Favoriser le dialogue social

Au sein même de la majorité, la présidente (LaRem) de la commission du développement durable, Barbara Pompili, s'est également prononcé pour rendre le forfait mobilités durables obligatoire. En réponse, la ministre des transports, Elisabeth Borne, a proposé de faire d’abord confiance aux entreprises en favorisant le dialogue social. Tout en garantissant de dresser un bilan du dispositif sous dix-huit mois, et de légiférer par ordonnance si les résultats ne sont pas au rendez-vous. Dont acte. Barbara Pompili a retiré son amendement, sans relâcher sa détermination : “Vous le savez madame la ministre, je serai extrêmement attentive. Dans deux ans, si ça n’a pas marché, il faut que ça devienne obligatoire. Là, c’est vraiment une question d’urgence sociale et d’urgence écologique.

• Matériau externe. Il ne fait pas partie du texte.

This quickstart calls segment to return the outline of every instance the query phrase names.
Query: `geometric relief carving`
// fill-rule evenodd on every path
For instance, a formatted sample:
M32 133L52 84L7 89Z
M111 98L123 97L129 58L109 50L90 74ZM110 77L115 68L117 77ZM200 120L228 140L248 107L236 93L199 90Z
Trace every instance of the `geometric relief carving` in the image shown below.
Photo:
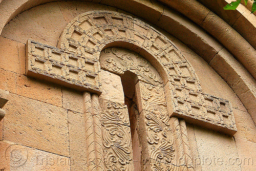
M102 69L122 75L126 71L135 74L138 79L153 85L163 83L156 69L146 59L129 50L111 48L100 53Z
M101 99L103 153L107 170L134 170L127 106Z
M173 159L177 156L176 151L164 90L140 81L136 87L136 101L140 112L140 134L145 134L141 140L142 146L145 147L143 151L145 160L165 165L174 164ZM152 162L143 164L147 167L146 170L154 170Z
M100 94L98 61L28 40L27 75L84 91Z
M186 129L181 130L179 121L172 123L164 88L139 81L136 92L140 112L139 133L143 135L140 141L144 147L145 170L187 170L188 167L193 170L189 160L183 159L191 158L185 137Z
M208 100L206 97L208 95L202 93L195 71L181 52L162 33L139 19L114 11L97 11L84 13L68 25L61 34L59 45L62 49L61 51L69 55L79 56L80 58L91 60L95 62L99 61L100 52L103 51L102 53L105 54L104 55L105 58L101 59L102 63L101 65L105 70L119 75L129 70L135 73L139 80L144 82L155 86L160 85L161 80L159 79L158 75L155 74L154 70L151 69L150 62L161 75L165 85L165 94L168 98L167 101L168 110L172 116L181 117L188 121L195 122L200 126L230 135L236 132L233 115L229 103L227 100L214 98L212 96L210 96L211 97L209 99L213 100ZM146 60L140 60L140 56L123 55L122 50L118 52L120 54L116 54L115 48L103 51L104 49L111 47L122 47L135 51L146 58ZM38 54L44 53L41 50L40 48L36 49ZM107 55L106 52L110 54ZM40 61L35 65L40 67L49 65L48 63ZM132 63L133 61L135 61L134 63ZM76 63L75 60L70 63ZM139 66L140 63L147 65L148 68ZM139 66L139 68L133 68L135 66ZM86 66L84 68L88 68ZM115 70L118 71L116 72ZM52 70L59 73L61 71L58 67L53 68ZM98 73L95 71L95 74L97 75ZM153 75L150 74L151 72ZM75 75L75 73L71 73L70 78ZM68 80L68 77L65 78L66 80ZM97 78L97 76L95 78ZM97 79L95 80L97 82ZM166 86L167 84L169 86ZM95 83L94 85L97 89L99 83ZM175 86L178 89L174 88ZM93 90L88 89L90 91L93 91ZM189 94L184 93L187 91L193 94L199 95L197 96L198 97L190 96L189 100L196 99L200 100L200 102L190 102L187 100L188 97L184 101L184 99L178 98L183 95L178 96L176 94L181 92L181 94L185 94L185 96ZM200 96L205 97L206 99L201 100L199 98ZM206 104L208 101L210 105L207 105ZM212 105L210 104L211 101L214 102ZM195 116L198 115L203 116L204 119Z
M165 87L166 98L172 103L168 108L172 116L177 116L187 121L232 136L237 132L228 100L202 92L195 92L172 82L168 82Z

Du côté des Républicains, la tonalité a été sensiblement différente. Si l’idée a plutôt convaincu sur les bancs de la droite, Valérie Lacroute a souligné “la participation importante des entreprises, aussi bien au travers du versement transport que de la participation à hauteur de 50% sur le remboursement du titre de transport”. Opposés à l’idée d’un forfait obligatoire, les députés LR se sont élevés contre toute “mesure punitive”, selon l’expression employée par Emmanuelle Anthoine.

Une autre série d’amendements prévoyait de rendre possible le cumul de ce forfait avec le remboursement par l’employeur de 50% des frais d’abonnement aux services de transports en commun. Pour de nombreux députés, le vélo et le transport en commun sont des moyens complémentaires. Pour défendre sa proposition, Eric Pauget (LR) a même avancé l’expression “mix de mobilités” en prenant exemple sur sa circonscription.

Un débat écourté par Elisabeth Borne, qui a estimé qu’un amendement de Jean-Marc Zulesi (LaRem) rendait déjà ce cumul possible.

En France, selon l’INSEE, sur 23 millions de salariés, 70 % utilisent leur voiture pour aller travailler. Ce nouveau coup de pouce pourrait les inciter à changer leurs habitudes.